Acceptable internet use
Some examples of acceptable use might include:
- the internet-connected computer must be in a family room with the screen facing outward so you can see what's going on
- if your child accidentally goes to an unsuitable website they should tell you - you can remove it from the 'history' folder and add the address to the parental control filter list
- it's never OK to use abusive or threatening language in any online communication
- your child should take breaks from the computer every 30 minutes for health and safety reasons
- your child shouldn't download unknown files from the internet without you agreeing - it’s best to never download unknown files at all
Child-friendly search engines
You should make sure your child is aware of child-friendly search engines. These filter out inappropriate internet sites so that they are able to search the internet safely. Your child can also use traditional search engines with safe search settings turned on.
Video gaming on computers and games consoles can be educational and sometimes benefit your child physically . As technology has improved and popularity has increased, a number of different types of game and playing styles have become available.
The competition in the market and the ever-increasing demands of gamers, have meant that games have developed added depth and detail, and more personalisation.
To give yourself the best chance of helping your child stay safe, find out about all the different types of game children play online.
Age and content ratings for games
Many games are for adults and may contain themes, language and images that are inappropriate for your child. It is important that you make sure the games they are playing are suitable for them.

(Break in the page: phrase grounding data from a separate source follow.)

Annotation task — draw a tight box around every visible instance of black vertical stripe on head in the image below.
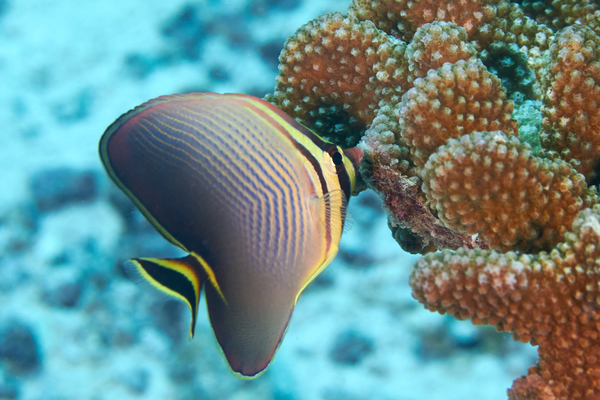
[286,122,352,202]
[336,162,352,203]
[292,142,329,196]
[326,145,352,202]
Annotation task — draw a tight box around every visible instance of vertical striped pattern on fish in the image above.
[98,92,362,378]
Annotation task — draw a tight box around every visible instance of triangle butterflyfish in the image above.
[99,92,363,378]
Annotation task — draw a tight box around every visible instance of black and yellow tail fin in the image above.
[125,255,208,338]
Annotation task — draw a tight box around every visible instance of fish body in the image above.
[99,93,362,377]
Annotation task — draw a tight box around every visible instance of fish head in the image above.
[320,143,364,199]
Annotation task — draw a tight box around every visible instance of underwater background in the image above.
[0,0,538,399]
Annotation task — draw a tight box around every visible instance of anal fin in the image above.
[126,255,208,338]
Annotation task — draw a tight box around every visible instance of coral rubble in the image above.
[267,0,600,397]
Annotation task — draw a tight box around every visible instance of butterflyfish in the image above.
[99,92,363,378]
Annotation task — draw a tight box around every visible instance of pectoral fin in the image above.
[126,255,208,338]
[310,189,348,238]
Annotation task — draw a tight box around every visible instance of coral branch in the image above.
[368,161,485,253]
[422,131,587,251]
[399,58,516,168]
[410,205,600,399]
[266,12,407,146]
[540,25,600,179]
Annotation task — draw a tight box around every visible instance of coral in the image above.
[266,12,408,147]
[410,205,600,399]
[539,25,600,179]
[267,0,600,396]
[399,58,517,168]
[422,131,589,251]
[404,21,478,83]
[369,160,485,253]
[518,0,600,36]
[479,42,539,101]
[348,0,499,41]
[472,1,552,55]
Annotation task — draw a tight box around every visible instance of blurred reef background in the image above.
[0,1,537,399]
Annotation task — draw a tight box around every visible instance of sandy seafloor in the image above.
[0,1,539,399]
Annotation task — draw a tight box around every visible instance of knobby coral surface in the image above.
[422,131,594,252]
[411,205,600,399]
[266,0,600,397]
[265,11,408,147]
[539,25,600,179]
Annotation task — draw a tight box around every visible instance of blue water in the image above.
[0,1,537,399]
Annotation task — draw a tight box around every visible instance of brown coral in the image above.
[348,0,499,41]
[358,21,522,253]
[369,162,485,253]
[540,25,600,178]
[405,21,477,83]
[360,21,481,172]
[266,11,407,146]
[410,205,600,399]
[519,0,600,38]
[422,131,587,251]
[473,1,553,55]
[399,58,516,168]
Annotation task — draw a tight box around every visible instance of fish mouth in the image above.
[344,146,364,173]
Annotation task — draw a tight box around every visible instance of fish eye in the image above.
[327,146,344,166]
[323,147,343,174]
[331,150,343,166]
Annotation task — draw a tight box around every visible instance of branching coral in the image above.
[265,11,408,146]
[266,0,600,397]
[404,20,478,83]
[399,58,517,168]
[348,0,499,40]
[410,205,600,399]
[539,25,600,179]
[518,0,600,36]
[422,131,590,252]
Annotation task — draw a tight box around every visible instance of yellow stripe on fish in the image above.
[98,92,363,378]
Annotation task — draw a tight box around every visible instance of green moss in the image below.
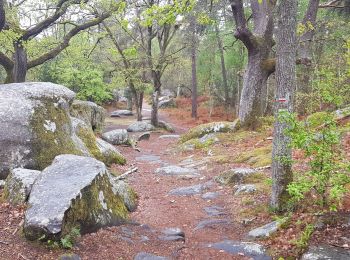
[234,145,272,167]
[307,111,329,128]
[181,138,216,150]
[62,173,129,238]
[30,100,82,170]
[180,120,239,143]
[77,127,104,161]
[76,124,126,166]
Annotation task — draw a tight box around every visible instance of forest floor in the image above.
[1,98,350,259]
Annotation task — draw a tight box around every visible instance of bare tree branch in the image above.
[28,11,111,69]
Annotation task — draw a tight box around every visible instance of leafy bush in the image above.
[280,111,350,211]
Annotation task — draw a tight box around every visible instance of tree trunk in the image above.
[271,0,298,211]
[191,18,198,119]
[230,0,275,129]
[6,42,28,83]
[239,48,270,129]
[151,70,161,126]
[215,24,229,107]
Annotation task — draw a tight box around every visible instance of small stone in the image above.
[234,184,257,195]
[194,219,231,231]
[169,182,212,196]
[161,227,185,237]
[58,254,81,260]
[248,221,279,239]
[158,235,185,242]
[110,110,133,117]
[102,129,129,145]
[134,252,169,260]
[127,121,155,132]
[204,206,225,217]
[138,132,151,141]
[0,180,5,189]
[155,165,200,178]
[208,240,271,260]
[159,135,180,139]
[140,235,150,242]
[201,192,221,200]
[215,168,256,185]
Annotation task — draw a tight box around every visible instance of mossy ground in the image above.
[234,145,272,168]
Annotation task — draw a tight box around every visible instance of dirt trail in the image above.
[0,106,264,260]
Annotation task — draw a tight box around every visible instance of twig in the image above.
[18,253,30,260]
[115,167,138,180]
[0,240,9,245]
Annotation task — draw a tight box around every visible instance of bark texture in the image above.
[191,17,198,119]
[230,0,275,129]
[271,0,298,211]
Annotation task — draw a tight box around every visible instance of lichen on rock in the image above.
[180,120,239,143]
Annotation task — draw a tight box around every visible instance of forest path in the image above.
[91,105,261,259]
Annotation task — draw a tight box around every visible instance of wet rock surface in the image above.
[24,155,130,241]
[204,205,226,217]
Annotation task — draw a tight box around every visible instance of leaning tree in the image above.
[0,0,121,83]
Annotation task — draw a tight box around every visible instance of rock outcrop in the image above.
[70,100,105,132]
[24,155,131,241]
[3,168,41,205]
[0,82,79,179]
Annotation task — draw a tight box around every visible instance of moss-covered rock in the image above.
[3,168,41,205]
[180,120,239,143]
[0,82,80,179]
[24,155,130,241]
[96,138,126,165]
[70,100,106,132]
[109,179,138,212]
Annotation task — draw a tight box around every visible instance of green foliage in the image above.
[60,227,81,249]
[280,111,350,211]
[38,34,113,104]
[292,224,314,251]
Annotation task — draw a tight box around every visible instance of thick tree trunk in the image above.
[215,24,229,107]
[230,0,275,129]
[239,48,270,129]
[0,0,5,32]
[271,0,298,211]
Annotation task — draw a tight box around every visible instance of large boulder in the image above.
[109,179,138,211]
[110,110,133,117]
[3,168,41,205]
[102,129,129,145]
[70,100,106,132]
[0,82,82,180]
[24,155,130,241]
[180,120,239,143]
[127,121,155,132]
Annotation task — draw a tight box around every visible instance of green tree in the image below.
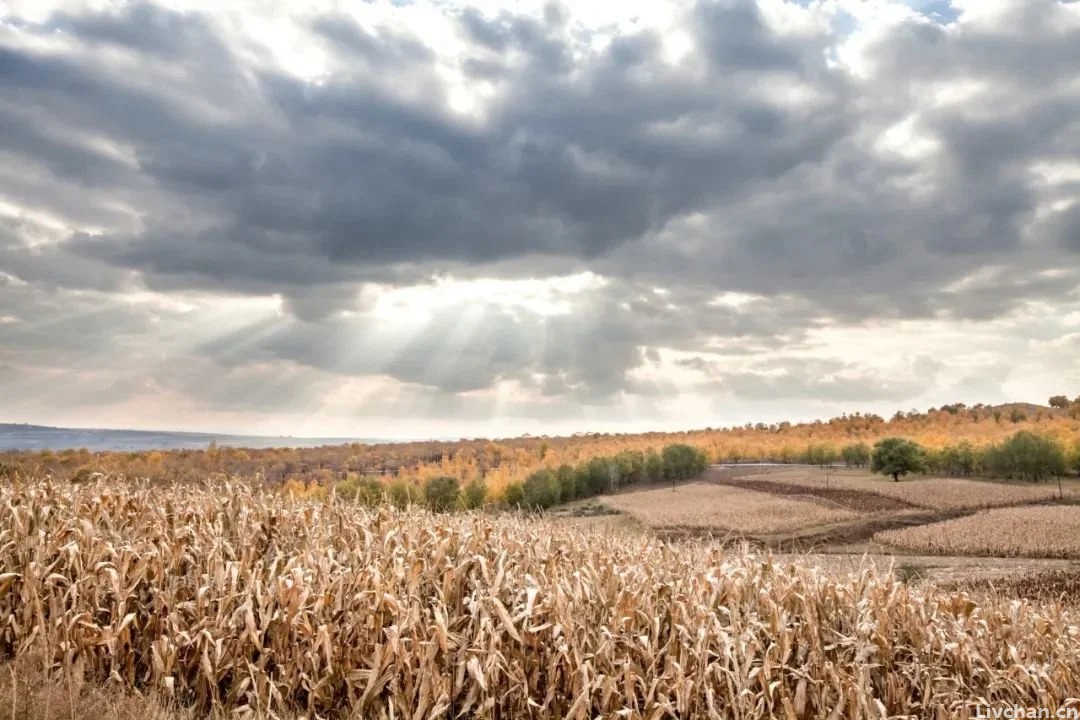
[584,457,614,495]
[871,438,926,482]
[1049,395,1070,409]
[936,442,976,476]
[555,464,577,502]
[522,468,560,509]
[981,431,1067,482]
[423,475,460,512]
[462,479,487,509]
[661,444,708,485]
[841,443,871,468]
[644,450,663,483]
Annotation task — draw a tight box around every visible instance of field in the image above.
[601,481,859,533]
[1,478,1079,718]
[590,465,1080,585]
[730,467,1076,511]
[876,505,1080,559]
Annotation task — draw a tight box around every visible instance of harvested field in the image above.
[3,479,1080,718]
[602,481,858,533]
[709,475,916,513]
[749,467,1073,511]
[876,505,1080,558]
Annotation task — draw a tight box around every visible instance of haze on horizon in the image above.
[1,0,1078,440]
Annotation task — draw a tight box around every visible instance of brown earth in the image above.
[706,474,916,513]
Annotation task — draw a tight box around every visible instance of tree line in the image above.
[863,431,1079,482]
[4,394,1079,494]
[330,443,709,511]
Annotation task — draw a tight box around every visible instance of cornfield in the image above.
[876,505,1080,559]
[1,479,1078,718]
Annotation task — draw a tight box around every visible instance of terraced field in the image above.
[876,505,1080,559]
[594,466,1080,567]
[601,481,859,534]
[742,466,1075,510]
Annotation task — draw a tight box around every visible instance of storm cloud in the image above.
[1,0,1079,436]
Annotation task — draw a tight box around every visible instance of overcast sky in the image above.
[0,0,1078,439]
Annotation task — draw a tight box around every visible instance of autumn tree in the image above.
[871,438,925,482]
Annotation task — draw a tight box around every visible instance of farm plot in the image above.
[875,505,1080,558]
[709,476,915,513]
[602,481,858,534]
[745,468,1071,511]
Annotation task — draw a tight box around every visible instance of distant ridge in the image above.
[0,423,386,453]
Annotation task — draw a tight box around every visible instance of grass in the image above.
[875,505,1080,558]
[2,478,1080,718]
[601,481,859,533]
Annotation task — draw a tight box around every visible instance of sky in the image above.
[0,0,1078,440]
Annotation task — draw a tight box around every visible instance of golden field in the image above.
[752,467,1074,511]
[0,479,1078,718]
[601,481,859,534]
[876,505,1080,559]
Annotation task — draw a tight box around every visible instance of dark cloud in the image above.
[1,0,850,301]
[694,1,802,71]
[1,0,1079,420]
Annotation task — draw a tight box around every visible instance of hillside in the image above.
[2,395,1078,493]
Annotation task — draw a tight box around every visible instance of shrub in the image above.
[423,476,460,512]
[502,482,525,507]
[334,476,385,506]
[522,469,560,509]
[387,479,419,509]
[462,479,487,509]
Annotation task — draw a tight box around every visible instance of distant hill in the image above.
[0,423,384,452]
[987,402,1057,415]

All video games sold in the UK must have age ratings clearly marked on the front and back of their boxes. The age ratings are chosen using the Pan-European Games Information (PEGI) system. PEGI classifications and labels are required on products unsuitable for children under 12 and it is a requirement to make sure PEGI 12, 16 and 18-rated products are only sold to those of the right age.

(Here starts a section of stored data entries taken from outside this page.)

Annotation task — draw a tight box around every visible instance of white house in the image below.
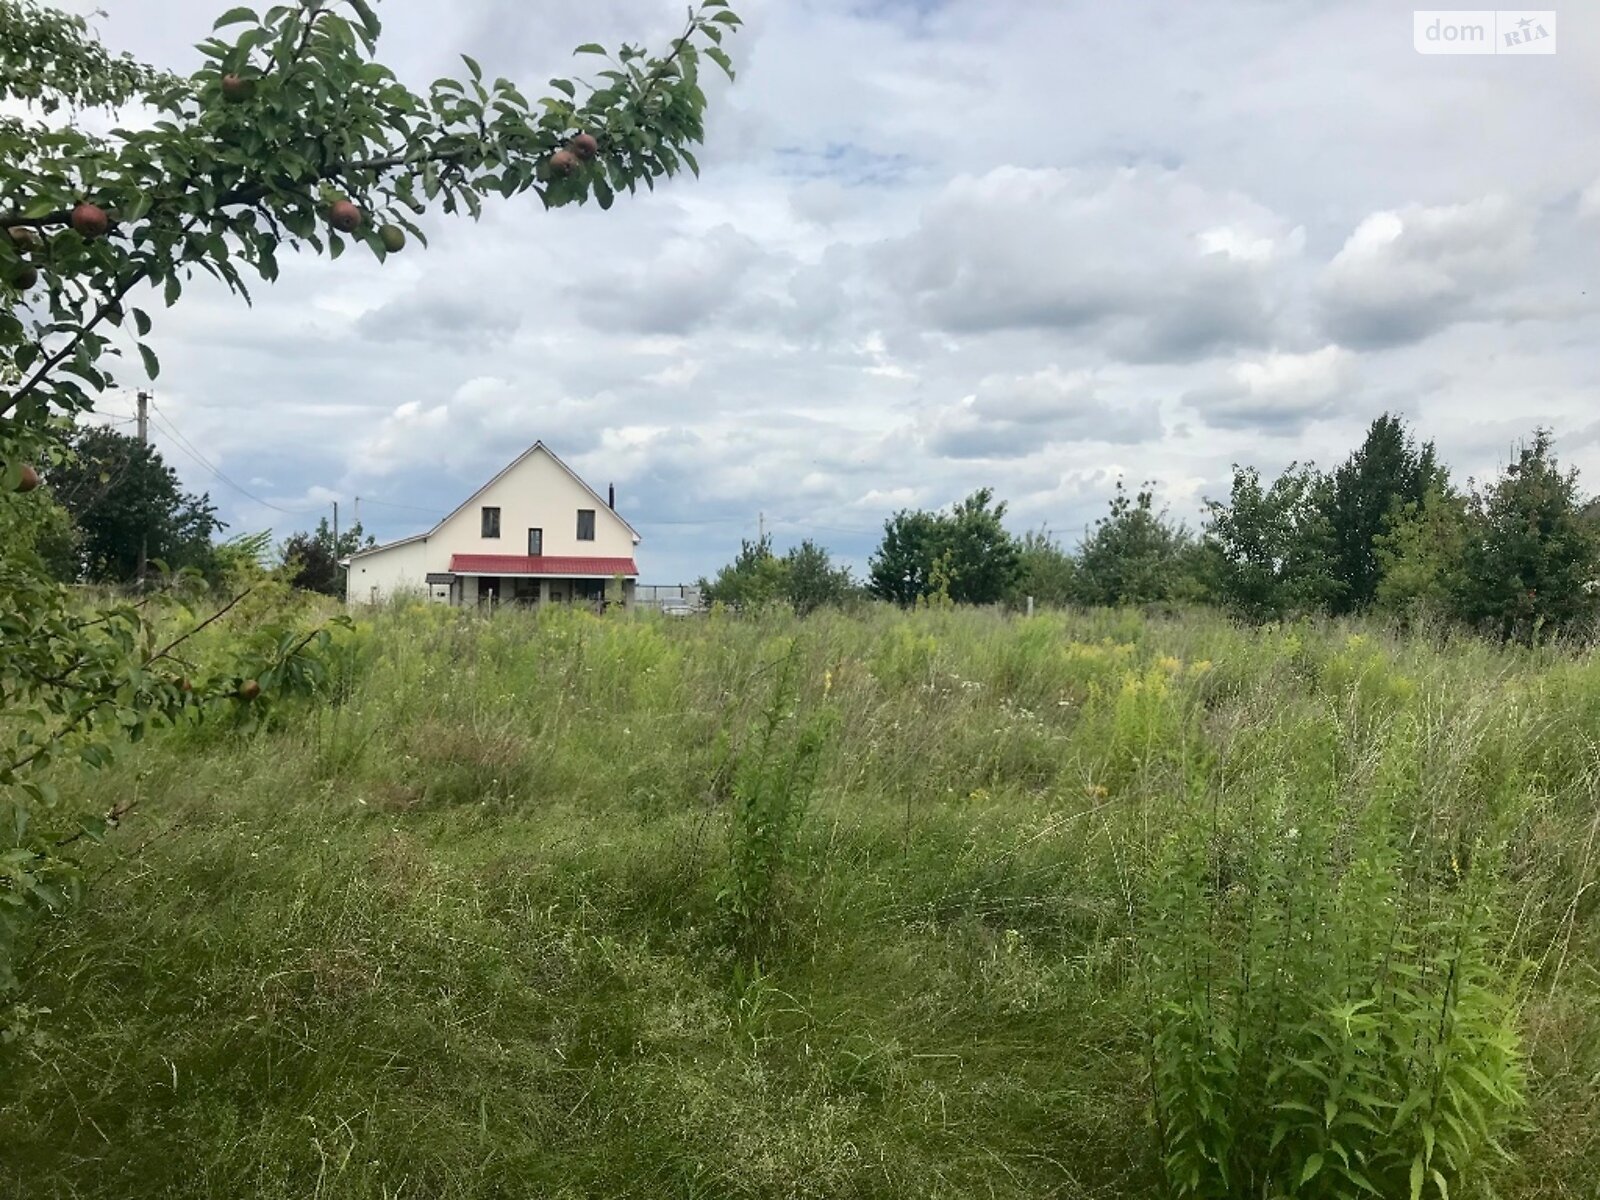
[344,442,640,608]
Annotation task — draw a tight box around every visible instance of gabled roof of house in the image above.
[349,441,640,560]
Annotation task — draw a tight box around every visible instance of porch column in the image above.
[539,578,550,605]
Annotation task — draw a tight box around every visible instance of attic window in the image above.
[482,506,501,538]
[577,509,596,541]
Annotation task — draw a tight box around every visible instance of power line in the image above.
[147,404,319,516]
[357,496,446,516]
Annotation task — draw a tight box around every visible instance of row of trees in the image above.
[702,488,1025,612]
[9,424,372,593]
[704,416,1600,642]
[699,535,857,615]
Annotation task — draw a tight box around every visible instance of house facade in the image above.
[344,442,640,608]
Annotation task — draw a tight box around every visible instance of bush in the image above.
[721,640,835,957]
[1146,766,1525,1199]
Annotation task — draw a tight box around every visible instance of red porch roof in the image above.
[449,554,639,577]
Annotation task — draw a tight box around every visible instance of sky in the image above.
[61,0,1600,583]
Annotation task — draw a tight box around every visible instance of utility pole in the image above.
[353,495,360,534]
[135,390,150,586]
[758,511,765,542]
[332,499,339,551]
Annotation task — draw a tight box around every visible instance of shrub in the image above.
[1145,784,1525,1199]
[720,641,835,957]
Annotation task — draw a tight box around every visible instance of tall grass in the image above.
[1,603,1597,1198]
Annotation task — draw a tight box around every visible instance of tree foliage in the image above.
[781,539,856,616]
[700,534,854,615]
[868,508,943,607]
[1,0,740,434]
[47,425,222,583]
[1374,485,1469,621]
[0,474,76,580]
[281,516,373,596]
[940,488,1022,605]
[1012,528,1078,608]
[869,489,1020,607]
[1075,480,1198,607]
[700,533,788,611]
[1202,463,1339,622]
[1454,431,1600,642]
[1324,414,1442,614]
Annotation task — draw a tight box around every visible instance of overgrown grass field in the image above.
[4,604,1598,1198]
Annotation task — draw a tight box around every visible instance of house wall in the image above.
[429,449,636,561]
[346,537,432,605]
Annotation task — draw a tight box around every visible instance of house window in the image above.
[482,506,501,538]
[528,528,543,556]
[577,509,596,541]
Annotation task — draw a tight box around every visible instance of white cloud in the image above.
[1580,177,1600,220]
[1184,346,1356,433]
[362,400,452,475]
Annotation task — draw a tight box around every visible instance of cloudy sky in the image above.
[69,0,1600,582]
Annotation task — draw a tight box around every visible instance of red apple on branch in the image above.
[329,200,363,233]
[71,203,109,240]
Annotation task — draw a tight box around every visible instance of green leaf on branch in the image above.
[212,6,258,29]
[138,344,160,380]
[348,0,381,43]
[574,43,607,56]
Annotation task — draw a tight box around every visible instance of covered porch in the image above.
[429,554,639,610]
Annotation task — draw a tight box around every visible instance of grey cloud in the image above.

It is illegal for a retailer to sell a video game with a PEGI age rating of 12, 16 or 18 to someone below that age. Also, where necessary, games are asked to display icons on their boxes to give an idea of the content. These icons include drugs, violence, bad language and themes of a sexual nature.
Chatting and communicating with other players
While playing online, players can communicate with each other by:
- sending messages which can be typed as part of the game
- chatting online while playing the game
- physically speaking using headsets/microphones
Although many gaming environments and communities are moderated, some of the communication taking place may be unmonitored. This can place your child at risk of cyberbullying or contact from potentially dangerous strangers.
Tips for staying safe while playing online
You can help keep your child safe by following these tips:
- chat to them about their gaming and ask who they are in contact with
- research games before deciding whether they are right for your child – consumer opinion forums are widely available online, along with publications and websites dedicated to reviewing games
- familiarise yourself with the games to check they’re suitable – you can do this by playing them yourself or by watching your child playing them
- get them to use a screen name that doesn’t include any clues about their real name
- advise them to never give out personal information such as their email address, phone number or location
- encourage them to tell you if they are being bullied or if there are any users they feel uncomfortable about - many games have the facility to ‘block’ other players
- report any threatening or suspicious behaviour to the game’s administrators or to the Child Exploitation and Online Protection centre (CEOP)
As with all online environments, if your child makes a friend online and wants to meet them you should always go along with them.